Commit graph

1116 commits

Author SHA1 Message Date
KJ Tsanaktsidis
5b6009870d Ensure fiber scheduler is woken up when close interrupts read
If one thread is reading and another closes that socket, the close
blocks waiting for the read to abort cleanly. This ensures that Ruby is
totally done with the file descriptor _BEFORE_ we tell the OS to close
and potentially re-use it.

When the read is correctly terminated, the close should be unblocked.
That currently works if closing is happening on a thread, but if it's
happening on a fiber with a fiber scheduler, it does NOT work.

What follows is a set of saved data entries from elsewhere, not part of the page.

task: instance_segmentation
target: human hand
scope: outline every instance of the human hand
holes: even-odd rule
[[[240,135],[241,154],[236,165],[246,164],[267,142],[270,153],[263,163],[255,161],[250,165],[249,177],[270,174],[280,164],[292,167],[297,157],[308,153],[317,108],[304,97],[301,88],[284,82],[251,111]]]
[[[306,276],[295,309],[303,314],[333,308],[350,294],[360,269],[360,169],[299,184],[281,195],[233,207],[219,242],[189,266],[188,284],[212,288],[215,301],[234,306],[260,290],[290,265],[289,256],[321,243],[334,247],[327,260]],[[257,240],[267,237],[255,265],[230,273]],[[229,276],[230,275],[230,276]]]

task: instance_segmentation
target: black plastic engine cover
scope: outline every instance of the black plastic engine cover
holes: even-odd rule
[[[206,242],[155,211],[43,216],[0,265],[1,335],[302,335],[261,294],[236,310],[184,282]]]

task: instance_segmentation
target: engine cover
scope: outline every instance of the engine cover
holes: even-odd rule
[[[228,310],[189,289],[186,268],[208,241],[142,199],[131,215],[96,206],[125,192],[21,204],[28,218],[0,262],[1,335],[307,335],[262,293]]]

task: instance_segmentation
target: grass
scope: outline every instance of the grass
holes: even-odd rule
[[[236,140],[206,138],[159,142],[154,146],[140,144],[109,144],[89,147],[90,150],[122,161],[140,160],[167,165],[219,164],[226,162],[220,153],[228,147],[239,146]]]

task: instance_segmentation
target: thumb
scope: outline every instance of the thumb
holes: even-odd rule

This patch ensures that if the close happened in a fiber scheduled
thread, that the scheduler is notified that the fiber is unblocked.

[Bug #20723]
2024-09-23 09:25:10 -07:00
Takashi Kokubun
b13cf49036 merge revision(s) 055613fd868a8c94e43893f8c58a00cdd2a81f6d,127d7a35df10ee2bc99f44b888972b2c5361d84f,e2a9b87126d59e4766479a7aa12cf7a648f46506: [Backport #20447]
Fix pointer incompatiblity

	Since the subsecond part is discarded, WIDEVAL to VALUE conversion is
	needed.

	Some functions are not used when `THREAD_MODEL=none`

	`rb_thread_sched_destroy` is not used now at all
2024-05-30 11:13:15 -07:00
Takashi Kokubun
6e46a363a8 merge revision(s) a7ff264477: [Backport #20393]
Don't clear pending interrupts in the parent process. (#10365)
2024-05-29 11:46:33 -07:00
Takashi Kokubun
22c1e5f126 Suppress -Wclobbered warnings
Co-authored-by: Nobuyoshi Nakada <nobu@ruby-lang.org>
2024-05-29 10:57:43 -07:00
Takashi Kokubun
a8b2317d16 merge revision(s) 78d9fe6947: [Backport #20286]
Ensure that exiting thread invokes end-of-life behaviour. (#10039)
2024-05-29 10:02:15 -07:00
KJ Tsanaktsidis
b6c07acedb
Backport bug #20493 to Ruby 3.3 (#10798)
Inline RB_VM_SAVE_MACHINE_CONTEXT into BLOCKING_REGION

There's an exhaustive explanation of this in the linked redmine bug, but
the short version is as follows:

blocking_region_begin can spill callee-saved registers to the stack for
its own use. That means they're not saved to ec->machine by the call to
setjmp, since by that point they're already on the stack and new,
different values are in the real registers. ec->machine's end-of-stack
pointer is also bumped to accomodate this, BUT, after
blocking_region_begin returns, that points past the end of the stack!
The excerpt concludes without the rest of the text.